Medical Treatments for Getting Rid of a Pustule

Topical Antibiotics

Since antibiotics don't unclog pores, doctors often combine them with other medications, like benzoyl peroxide or retinoids, to combat bacterial infections.

Oral antibiotics

Antibiotics eliminate the bacteria that trigger skin infections, lowering irritation and redness and clearing the pores. Although treatment may extend for months, antibiotics normally clear the skin after four weeks.

Topical Retinoids

Retinoids, created from vitamin A, can be used to clean up clogged pores. However, dry skin, peeling, and increased sensitivity to sunlight are some of the adverse effects of these prescription treatments.


Only available with a prescription, doctors use this to treat severe cases of pustule acne. This drug should not be used during pregnancy.

When to See Your Doctor

The condition of pustules on face is not serious. However, some signs could point to a skin condition or infection. Visit a doctor if you have any of the following signs and symptoms besides pustule acne:

  • Sudden, chunky skin eruption covering a considerable area
  • No change or a worsening of the situation
  • Fever
  • Body aches
  • The places where the pustule is painful
  • Diarrhoea
  • Vomiting
  • Nausea

Prevention Tips for Avoiding Future Pimples and Pustules

Like other forms of acne, pustules cannot be prevented with 100% certainty. But, here are a few steps you can take to get rid of pustules:

  • Use warm water and a soap-free cleanser to wash your face twice daily. Pick skin care products that won't clog pores, like the Pink Foundry's anti-acne serum.
  • Protect your skin by using a moisturiser and broad-spectrum sunscreen. You can get Pink Foundry's oil-free matte moisturizer followed by their mineral matte tinted sunscreen.
  • Maintain a regular schedule of changing bed linens and washing pillowcases.
  • Sleep enough, drink lots of water, and eat right to keep your health in check.

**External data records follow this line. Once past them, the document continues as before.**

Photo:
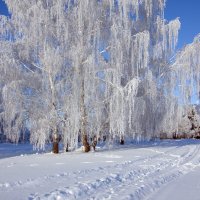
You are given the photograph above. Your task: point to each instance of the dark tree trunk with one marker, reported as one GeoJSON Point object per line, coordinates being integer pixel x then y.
{"type": "Point", "coordinates": [55, 143]}
{"type": "Point", "coordinates": [55, 147]}
{"type": "Point", "coordinates": [85, 143]}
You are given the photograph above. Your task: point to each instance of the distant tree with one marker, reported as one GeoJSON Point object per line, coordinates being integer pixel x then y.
{"type": "Point", "coordinates": [92, 68]}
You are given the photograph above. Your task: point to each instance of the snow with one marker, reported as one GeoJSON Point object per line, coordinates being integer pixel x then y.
{"type": "Point", "coordinates": [155, 170]}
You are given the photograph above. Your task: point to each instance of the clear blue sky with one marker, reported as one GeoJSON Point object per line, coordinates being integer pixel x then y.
{"type": "Point", "coordinates": [187, 10]}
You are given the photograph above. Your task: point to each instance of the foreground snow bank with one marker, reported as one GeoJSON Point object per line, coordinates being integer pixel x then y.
{"type": "Point", "coordinates": [157, 170]}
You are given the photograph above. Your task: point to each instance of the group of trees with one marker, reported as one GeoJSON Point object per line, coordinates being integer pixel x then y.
{"type": "Point", "coordinates": [93, 68]}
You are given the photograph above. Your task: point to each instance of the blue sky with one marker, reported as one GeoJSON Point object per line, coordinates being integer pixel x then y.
{"type": "Point", "coordinates": [189, 13]}
{"type": "Point", "coordinates": [187, 10]}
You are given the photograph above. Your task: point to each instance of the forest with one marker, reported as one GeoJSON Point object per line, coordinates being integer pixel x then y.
{"type": "Point", "coordinates": [84, 71]}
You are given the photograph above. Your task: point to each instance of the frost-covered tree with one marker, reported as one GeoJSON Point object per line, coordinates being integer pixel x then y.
{"type": "Point", "coordinates": [90, 68]}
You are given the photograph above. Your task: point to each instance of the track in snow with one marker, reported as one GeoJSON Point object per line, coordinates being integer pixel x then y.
{"type": "Point", "coordinates": [136, 173]}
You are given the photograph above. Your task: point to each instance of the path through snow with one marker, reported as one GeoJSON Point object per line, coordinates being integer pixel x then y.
{"type": "Point", "coordinates": [139, 172]}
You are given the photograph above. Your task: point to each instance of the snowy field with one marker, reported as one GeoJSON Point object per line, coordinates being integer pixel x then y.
{"type": "Point", "coordinates": [159, 170]}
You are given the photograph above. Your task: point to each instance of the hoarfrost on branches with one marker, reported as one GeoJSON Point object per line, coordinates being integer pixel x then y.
{"type": "Point", "coordinates": [85, 69]}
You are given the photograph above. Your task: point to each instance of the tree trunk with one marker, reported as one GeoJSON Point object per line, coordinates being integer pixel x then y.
{"type": "Point", "coordinates": [55, 144]}
{"type": "Point", "coordinates": [84, 119]}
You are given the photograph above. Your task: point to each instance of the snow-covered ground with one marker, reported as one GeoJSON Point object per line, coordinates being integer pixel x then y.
{"type": "Point", "coordinates": [159, 170]}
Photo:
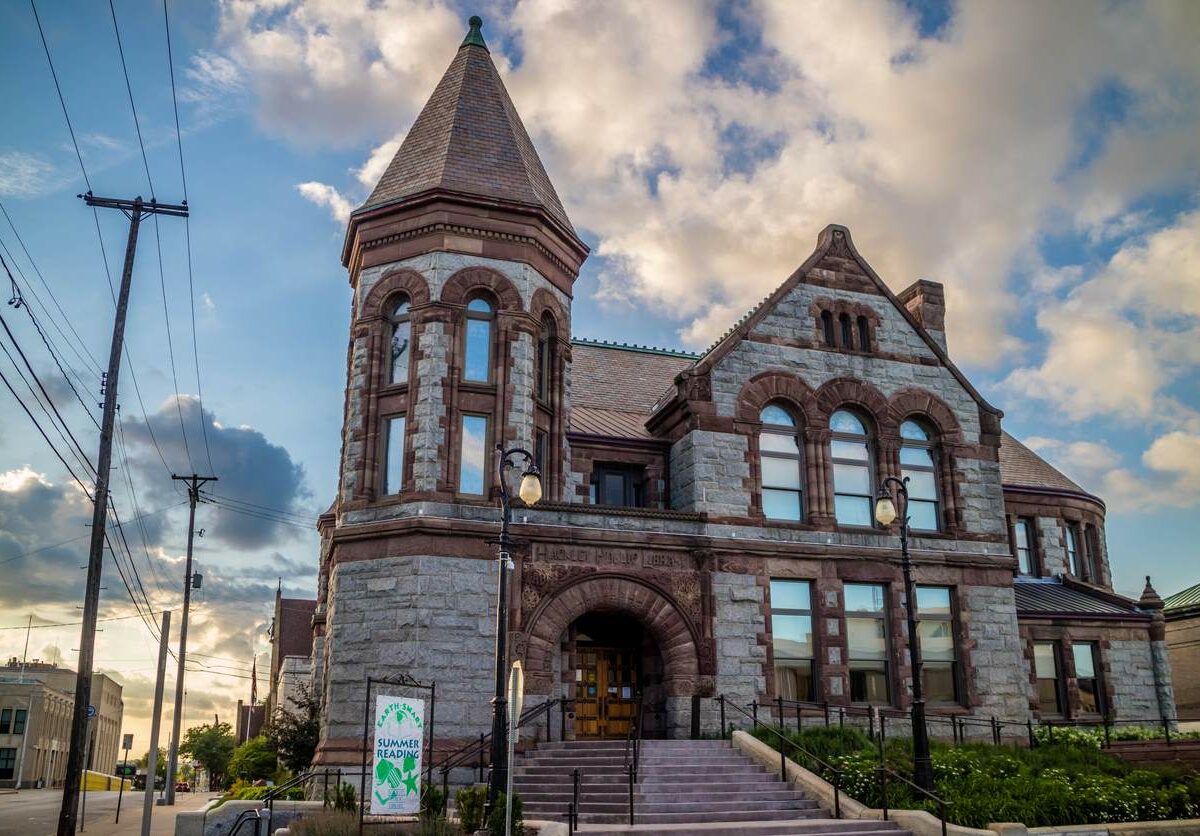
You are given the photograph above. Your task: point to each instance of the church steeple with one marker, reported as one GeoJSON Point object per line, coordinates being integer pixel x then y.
{"type": "Point", "coordinates": [468, 144]}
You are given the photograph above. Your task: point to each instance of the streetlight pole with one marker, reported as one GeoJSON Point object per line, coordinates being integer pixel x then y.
{"type": "Point", "coordinates": [529, 493]}
{"type": "Point", "coordinates": [886, 511]}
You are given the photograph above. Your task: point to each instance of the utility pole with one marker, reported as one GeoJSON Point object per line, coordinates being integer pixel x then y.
{"type": "Point", "coordinates": [155, 719]}
{"type": "Point", "coordinates": [135, 210]}
{"type": "Point", "coordinates": [193, 497]}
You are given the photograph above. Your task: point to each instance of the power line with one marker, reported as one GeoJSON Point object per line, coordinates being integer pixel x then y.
{"type": "Point", "coordinates": [187, 238]}
{"type": "Point", "coordinates": [129, 88]}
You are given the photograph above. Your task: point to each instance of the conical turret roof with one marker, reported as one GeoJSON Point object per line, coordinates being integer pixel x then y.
{"type": "Point", "coordinates": [469, 139]}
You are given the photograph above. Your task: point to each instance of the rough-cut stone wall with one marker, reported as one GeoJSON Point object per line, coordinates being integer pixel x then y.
{"type": "Point", "coordinates": [738, 624]}
{"type": "Point", "coordinates": [430, 617]}
{"type": "Point", "coordinates": [999, 673]}
{"type": "Point", "coordinates": [708, 473]}
{"type": "Point", "coordinates": [1054, 548]}
{"type": "Point", "coordinates": [1134, 692]}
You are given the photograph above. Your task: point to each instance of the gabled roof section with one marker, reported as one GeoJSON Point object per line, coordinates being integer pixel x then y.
{"type": "Point", "coordinates": [1023, 468]}
{"type": "Point", "coordinates": [1189, 599]}
{"type": "Point", "coordinates": [1050, 596]}
{"type": "Point", "coordinates": [834, 242]}
{"type": "Point", "coordinates": [469, 139]}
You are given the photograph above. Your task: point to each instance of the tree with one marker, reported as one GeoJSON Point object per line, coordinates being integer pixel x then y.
{"type": "Point", "coordinates": [295, 733]}
{"type": "Point", "coordinates": [213, 745]}
{"type": "Point", "coordinates": [253, 759]}
{"type": "Point", "coordinates": [160, 765]}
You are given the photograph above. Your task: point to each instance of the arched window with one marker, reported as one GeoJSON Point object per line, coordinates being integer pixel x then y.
{"type": "Point", "coordinates": [783, 475]}
{"type": "Point", "coordinates": [478, 341]}
{"type": "Point", "coordinates": [827, 329]}
{"type": "Point", "coordinates": [847, 331]}
{"type": "Point", "coordinates": [401, 336]}
{"type": "Point", "coordinates": [545, 366]}
{"type": "Point", "coordinates": [918, 465]}
{"type": "Point", "coordinates": [850, 450]}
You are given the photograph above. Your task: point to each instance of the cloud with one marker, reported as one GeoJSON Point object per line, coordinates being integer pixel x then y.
{"type": "Point", "coordinates": [23, 175]}
{"type": "Point", "coordinates": [253, 471]}
{"type": "Point", "coordinates": [328, 197]}
{"type": "Point", "coordinates": [945, 155]}
{"type": "Point", "coordinates": [1122, 338]}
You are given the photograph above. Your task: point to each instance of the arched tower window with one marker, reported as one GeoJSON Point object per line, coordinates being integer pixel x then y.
{"type": "Point", "coordinates": [545, 370]}
{"type": "Point", "coordinates": [783, 473]}
{"type": "Point", "coordinates": [401, 341]}
{"type": "Point", "coordinates": [478, 341]}
{"type": "Point", "coordinates": [850, 447]}
{"type": "Point", "coordinates": [917, 463]}
{"type": "Point", "coordinates": [847, 331]}
{"type": "Point", "coordinates": [827, 329]}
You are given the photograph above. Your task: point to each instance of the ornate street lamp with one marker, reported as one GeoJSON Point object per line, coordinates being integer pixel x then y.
{"type": "Point", "coordinates": [886, 512]}
{"type": "Point", "coordinates": [529, 492]}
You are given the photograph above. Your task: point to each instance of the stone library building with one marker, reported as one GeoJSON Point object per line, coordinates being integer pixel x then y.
{"type": "Point", "coordinates": [707, 524]}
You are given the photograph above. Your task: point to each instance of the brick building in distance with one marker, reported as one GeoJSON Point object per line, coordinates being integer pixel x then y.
{"type": "Point", "coordinates": [707, 519]}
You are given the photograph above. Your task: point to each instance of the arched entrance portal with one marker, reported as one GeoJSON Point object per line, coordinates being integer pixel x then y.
{"type": "Point", "coordinates": [613, 661]}
{"type": "Point", "coordinates": [634, 635]}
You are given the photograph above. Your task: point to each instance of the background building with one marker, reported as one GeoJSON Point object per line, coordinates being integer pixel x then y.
{"type": "Point", "coordinates": [707, 525]}
{"type": "Point", "coordinates": [291, 650]}
{"type": "Point", "coordinates": [1182, 613]}
{"type": "Point", "coordinates": [36, 704]}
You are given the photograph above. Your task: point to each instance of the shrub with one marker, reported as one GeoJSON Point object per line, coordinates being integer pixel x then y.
{"type": "Point", "coordinates": [469, 803]}
{"type": "Point", "coordinates": [496, 823]}
{"type": "Point", "coordinates": [325, 824]}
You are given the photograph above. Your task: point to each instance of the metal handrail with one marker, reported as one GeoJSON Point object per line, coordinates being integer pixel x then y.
{"type": "Point", "coordinates": [783, 753]}
{"type": "Point", "coordinates": [942, 804]}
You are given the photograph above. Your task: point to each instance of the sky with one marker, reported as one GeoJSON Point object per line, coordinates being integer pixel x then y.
{"type": "Point", "coordinates": [1042, 161]}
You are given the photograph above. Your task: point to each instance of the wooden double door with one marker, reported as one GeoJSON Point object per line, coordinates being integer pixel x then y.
{"type": "Point", "coordinates": [606, 691]}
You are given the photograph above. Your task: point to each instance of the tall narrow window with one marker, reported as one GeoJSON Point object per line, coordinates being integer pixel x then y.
{"type": "Point", "coordinates": [1073, 555]}
{"type": "Point", "coordinates": [779, 446]}
{"type": "Point", "coordinates": [791, 630]}
{"type": "Point", "coordinates": [917, 463]}
{"type": "Point", "coordinates": [478, 354]}
{"type": "Point", "coordinates": [1023, 545]}
{"type": "Point", "coordinates": [394, 465]}
{"type": "Point", "coordinates": [545, 370]}
{"type": "Point", "coordinates": [1093, 563]}
{"type": "Point", "coordinates": [1045, 668]}
{"type": "Point", "coordinates": [1086, 656]}
{"type": "Point", "coordinates": [401, 337]}
{"type": "Point", "coordinates": [851, 453]}
{"type": "Point", "coordinates": [867, 639]}
{"type": "Point", "coordinates": [940, 671]}
{"type": "Point", "coordinates": [473, 462]}
{"type": "Point", "coordinates": [827, 329]}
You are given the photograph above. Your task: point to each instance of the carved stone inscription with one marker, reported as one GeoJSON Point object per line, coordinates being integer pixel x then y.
{"type": "Point", "coordinates": [612, 558]}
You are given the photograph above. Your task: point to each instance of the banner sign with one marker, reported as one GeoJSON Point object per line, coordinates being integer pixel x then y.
{"type": "Point", "coordinates": [399, 743]}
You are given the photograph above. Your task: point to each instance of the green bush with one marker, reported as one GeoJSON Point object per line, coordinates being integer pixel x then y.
{"type": "Point", "coordinates": [496, 822]}
{"type": "Point", "coordinates": [469, 803]}
{"type": "Point", "coordinates": [1071, 781]}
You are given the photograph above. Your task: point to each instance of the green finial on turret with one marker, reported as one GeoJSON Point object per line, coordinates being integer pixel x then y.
{"type": "Point", "coordinates": [475, 37]}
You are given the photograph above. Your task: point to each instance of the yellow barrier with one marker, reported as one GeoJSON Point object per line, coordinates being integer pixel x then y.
{"type": "Point", "coordinates": [101, 782]}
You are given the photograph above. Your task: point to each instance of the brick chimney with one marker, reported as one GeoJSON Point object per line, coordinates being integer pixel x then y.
{"type": "Point", "coordinates": [927, 302]}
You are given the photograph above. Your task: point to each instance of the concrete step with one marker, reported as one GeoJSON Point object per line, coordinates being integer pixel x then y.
{"type": "Point", "coordinates": [807, 828]}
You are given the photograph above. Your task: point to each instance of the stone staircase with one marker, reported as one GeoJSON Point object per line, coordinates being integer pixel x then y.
{"type": "Point", "coordinates": [684, 786]}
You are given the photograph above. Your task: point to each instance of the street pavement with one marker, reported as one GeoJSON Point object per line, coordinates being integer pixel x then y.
{"type": "Point", "coordinates": [35, 812]}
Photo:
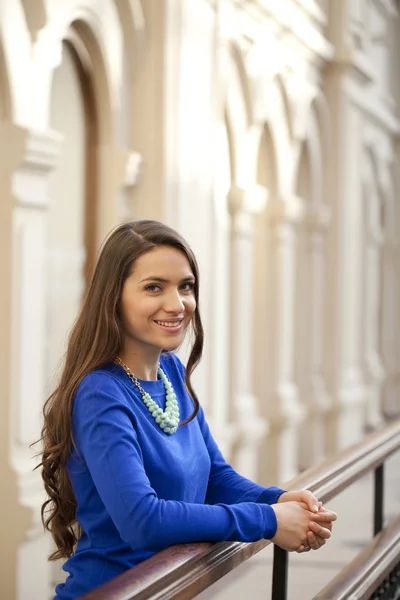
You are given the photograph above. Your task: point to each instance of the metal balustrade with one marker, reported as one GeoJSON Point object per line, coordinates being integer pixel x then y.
{"type": "Point", "coordinates": [183, 571]}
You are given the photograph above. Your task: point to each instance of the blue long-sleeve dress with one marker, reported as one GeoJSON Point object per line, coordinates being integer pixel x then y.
{"type": "Point", "coordinates": [140, 490]}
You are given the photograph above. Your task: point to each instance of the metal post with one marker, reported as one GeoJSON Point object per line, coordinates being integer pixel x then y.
{"type": "Point", "coordinates": [378, 498]}
{"type": "Point", "coordinates": [280, 574]}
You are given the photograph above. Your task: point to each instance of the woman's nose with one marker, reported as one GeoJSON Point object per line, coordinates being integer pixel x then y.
{"type": "Point", "coordinates": [174, 302]}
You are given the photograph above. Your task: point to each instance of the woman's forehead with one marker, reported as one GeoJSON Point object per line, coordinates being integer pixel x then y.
{"type": "Point", "coordinates": [163, 262]}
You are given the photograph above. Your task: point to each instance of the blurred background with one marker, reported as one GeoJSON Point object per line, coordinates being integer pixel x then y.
{"type": "Point", "coordinates": [267, 133]}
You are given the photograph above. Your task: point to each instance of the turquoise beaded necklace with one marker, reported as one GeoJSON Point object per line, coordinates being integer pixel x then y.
{"type": "Point", "coordinates": [168, 420]}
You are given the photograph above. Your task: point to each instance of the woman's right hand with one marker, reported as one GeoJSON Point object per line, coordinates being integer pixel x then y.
{"type": "Point", "coordinates": [294, 521]}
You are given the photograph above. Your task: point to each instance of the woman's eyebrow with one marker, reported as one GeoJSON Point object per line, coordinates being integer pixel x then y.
{"type": "Point", "coordinates": [163, 280]}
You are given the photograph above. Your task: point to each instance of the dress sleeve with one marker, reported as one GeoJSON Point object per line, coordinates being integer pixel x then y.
{"type": "Point", "coordinates": [107, 442]}
{"type": "Point", "coordinates": [225, 484]}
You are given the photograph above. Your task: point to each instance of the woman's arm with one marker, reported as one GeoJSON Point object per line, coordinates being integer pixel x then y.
{"type": "Point", "coordinates": [107, 442]}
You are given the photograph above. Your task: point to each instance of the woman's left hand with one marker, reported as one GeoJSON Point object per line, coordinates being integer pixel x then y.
{"type": "Point", "coordinates": [314, 540]}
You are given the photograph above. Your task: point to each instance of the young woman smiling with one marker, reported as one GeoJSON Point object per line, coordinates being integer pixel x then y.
{"type": "Point", "coordinates": [129, 463]}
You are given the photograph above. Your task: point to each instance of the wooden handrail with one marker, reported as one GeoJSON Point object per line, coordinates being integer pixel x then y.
{"type": "Point", "coordinates": [183, 571]}
{"type": "Point", "coordinates": [368, 569]}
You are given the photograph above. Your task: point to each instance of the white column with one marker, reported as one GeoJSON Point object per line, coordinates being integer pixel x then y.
{"type": "Point", "coordinates": [343, 360]}
{"type": "Point", "coordinates": [250, 427]}
{"type": "Point", "coordinates": [280, 450]}
{"type": "Point", "coordinates": [374, 371]}
{"type": "Point", "coordinates": [16, 517]}
{"type": "Point", "coordinates": [28, 392]}
{"type": "Point", "coordinates": [391, 329]}
{"type": "Point", "coordinates": [310, 343]}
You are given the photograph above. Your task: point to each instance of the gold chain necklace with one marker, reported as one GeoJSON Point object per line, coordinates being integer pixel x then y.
{"type": "Point", "coordinates": [168, 420]}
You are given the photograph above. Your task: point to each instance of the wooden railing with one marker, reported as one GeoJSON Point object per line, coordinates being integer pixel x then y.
{"type": "Point", "coordinates": [183, 571]}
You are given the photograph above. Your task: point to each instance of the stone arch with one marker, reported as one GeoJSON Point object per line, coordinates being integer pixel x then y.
{"type": "Point", "coordinates": [279, 82]}
{"type": "Point", "coordinates": [275, 117]}
{"type": "Point", "coordinates": [35, 15]}
{"type": "Point", "coordinates": [236, 115]}
{"type": "Point", "coordinates": [11, 21]}
{"type": "Point", "coordinates": [238, 61]}
{"type": "Point", "coordinates": [311, 164]}
{"type": "Point", "coordinates": [266, 166]}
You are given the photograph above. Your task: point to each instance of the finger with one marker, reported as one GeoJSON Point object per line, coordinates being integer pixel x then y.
{"type": "Point", "coordinates": [319, 530]}
{"type": "Point", "coordinates": [326, 524]}
{"type": "Point", "coordinates": [311, 500]}
{"type": "Point", "coordinates": [312, 540]}
{"type": "Point", "coordinates": [321, 540]}
{"type": "Point", "coordinates": [326, 515]}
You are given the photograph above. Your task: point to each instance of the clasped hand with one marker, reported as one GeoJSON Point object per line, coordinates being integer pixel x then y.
{"type": "Point", "coordinates": [303, 523]}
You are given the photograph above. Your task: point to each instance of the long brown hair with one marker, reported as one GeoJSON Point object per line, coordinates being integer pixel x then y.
{"type": "Point", "coordinates": [95, 340]}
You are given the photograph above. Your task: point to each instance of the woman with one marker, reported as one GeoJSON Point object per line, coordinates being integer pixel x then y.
{"type": "Point", "coordinates": [129, 463]}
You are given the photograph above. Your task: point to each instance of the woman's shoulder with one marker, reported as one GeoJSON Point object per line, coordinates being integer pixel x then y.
{"type": "Point", "coordinates": [102, 379]}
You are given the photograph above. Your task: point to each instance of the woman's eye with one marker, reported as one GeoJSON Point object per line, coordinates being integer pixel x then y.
{"type": "Point", "coordinates": [152, 288]}
{"type": "Point", "coordinates": [187, 287]}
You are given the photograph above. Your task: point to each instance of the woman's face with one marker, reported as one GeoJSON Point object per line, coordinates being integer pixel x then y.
{"type": "Point", "coordinates": [157, 301]}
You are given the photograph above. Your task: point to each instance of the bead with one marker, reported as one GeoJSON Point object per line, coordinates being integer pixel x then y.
{"type": "Point", "coordinates": [168, 420]}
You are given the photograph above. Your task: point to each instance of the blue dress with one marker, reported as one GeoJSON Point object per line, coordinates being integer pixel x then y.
{"type": "Point", "coordinates": [140, 490]}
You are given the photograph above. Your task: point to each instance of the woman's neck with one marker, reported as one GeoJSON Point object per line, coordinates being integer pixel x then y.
{"type": "Point", "coordinates": [144, 367]}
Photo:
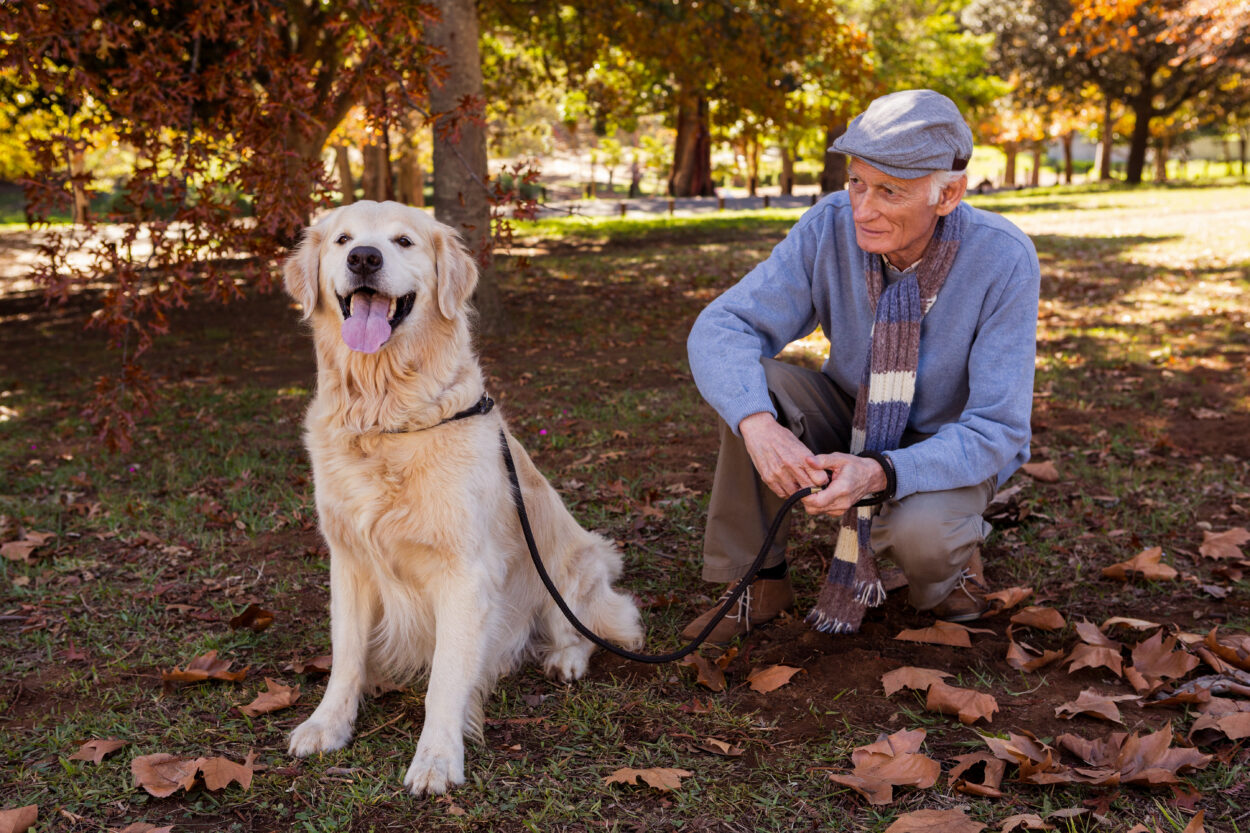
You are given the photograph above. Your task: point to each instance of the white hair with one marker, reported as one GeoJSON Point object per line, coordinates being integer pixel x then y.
{"type": "Point", "coordinates": [940, 180]}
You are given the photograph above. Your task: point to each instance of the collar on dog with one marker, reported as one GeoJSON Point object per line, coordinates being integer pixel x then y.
{"type": "Point", "coordinates": [481, 407]}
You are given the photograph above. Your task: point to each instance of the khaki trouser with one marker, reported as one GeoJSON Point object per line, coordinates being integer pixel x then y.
{"type": "Point", "coordinates": [930, 535]}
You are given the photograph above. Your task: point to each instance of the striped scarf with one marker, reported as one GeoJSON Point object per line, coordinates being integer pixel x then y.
{"type": "Point", "coordinates": [881, 409]}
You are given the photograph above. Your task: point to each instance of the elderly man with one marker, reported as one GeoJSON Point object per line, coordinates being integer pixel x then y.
{"type": "Point", "coordinates": [921, 408]}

Large pustule acne affect the dermal layers of the skin, and they are a skin problem that cannot be ignored. These could result in scarring after treatment. However, you must take care of these pus-filled zits before you deal with your scars. Thus, do consult a dermatologist to create a skin care regimen specifically for you. We also recommend discussing your individual needs with your doctor and getting advice on improving your general health.